Re: Big Data Captcha 22

Post by Typhoon »

The Prisoner's problem now seem quaint by comparison.

zalndXdxriI

as do the data acquisition methods.
May the gods preserve and defend me from self-righteous altruists; I can defend myself from my enemies and my friends.
noddy
Posts: 11318
Joined: Tue Dec 13, 2011 3:09 pm

Re: Big Data Captcha 22

Post by noddy »

“We can't afford to set up a system with no opt out and no protections for its citizens,” she says
ahahhahahahahaohohohohohohohahahahaha

sorry, i see that as realistic an option as opting out of any of the modern madness, they couldnt afford to allow it, the takeup rate would shock the twoo beliebers.
ultracrepidarian
User avatar
Doc
Posts: 12562
Joined: Sat Nov 24, 2012 6:10 pm

Re: Big Data Captcha 22

Post by Doc »

"we know who you are and what you like"

Quaint indeed
http://www.wirelessdesignmag.com/news/2 ... rack-users

Websites Using Device Fingerprinting to Secretly Track Users
Fri, 10/11/2013 - 9:22am
Kuleuven
Get today's design engineering headlines and news - Sign up now!

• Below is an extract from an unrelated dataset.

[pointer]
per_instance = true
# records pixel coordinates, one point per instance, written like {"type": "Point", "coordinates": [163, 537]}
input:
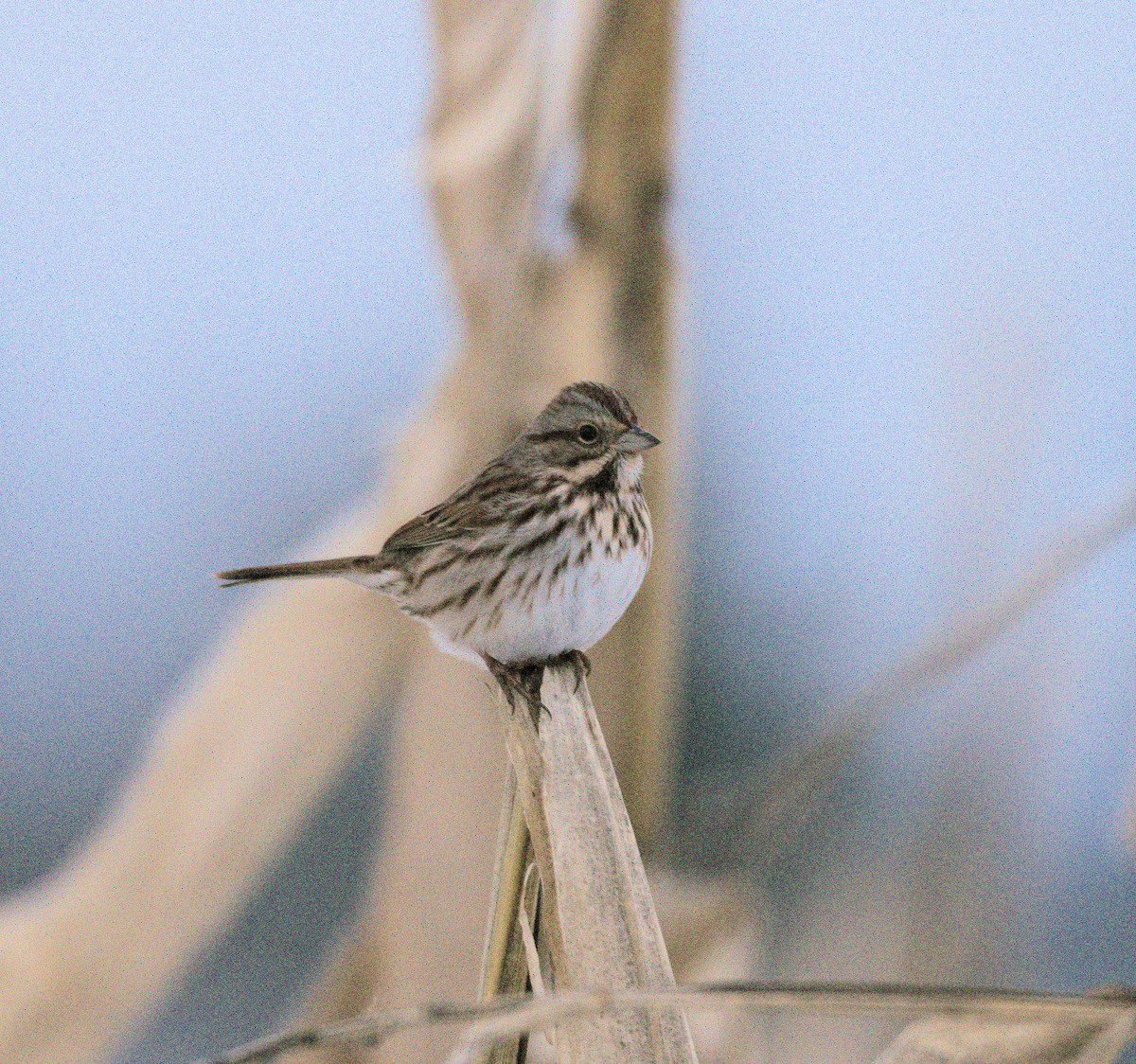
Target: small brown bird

A new study by KU Leuven-iMinds researchers has uncovered that 145 of the Internet’s 10,000 top websites track users without their knowledge or consent. The websites use hidden scripts to extract a device fingerprint from users’ browsers. Device fingerprinting circumvents legal restrictions imposed on the use of cookies and ignores the Do Not Track HTTP header. The findings suggest that secret tracking is more widespread than previously thought.

Device fingerprinting, also known as browser fingerprinting, is the practice of collecting properties of PCs, smartphones and tablets to identify and track users. These properties include the screen size, the versions of installed software and plugins, and the list of installed fonts. A 2010 study by the Electronic Frontier Foundation (EFF) showed that, for the vast majority of browsers, the combination of these properties is unique, and thus functions as a ‘fingerprint’ that can be used to track users without relying on cookies. Device fingerprinting targets either Flash, the ubiquitous browser plugin for playing animations, videos and sound files, or JavaScript, a common programming language for web applications.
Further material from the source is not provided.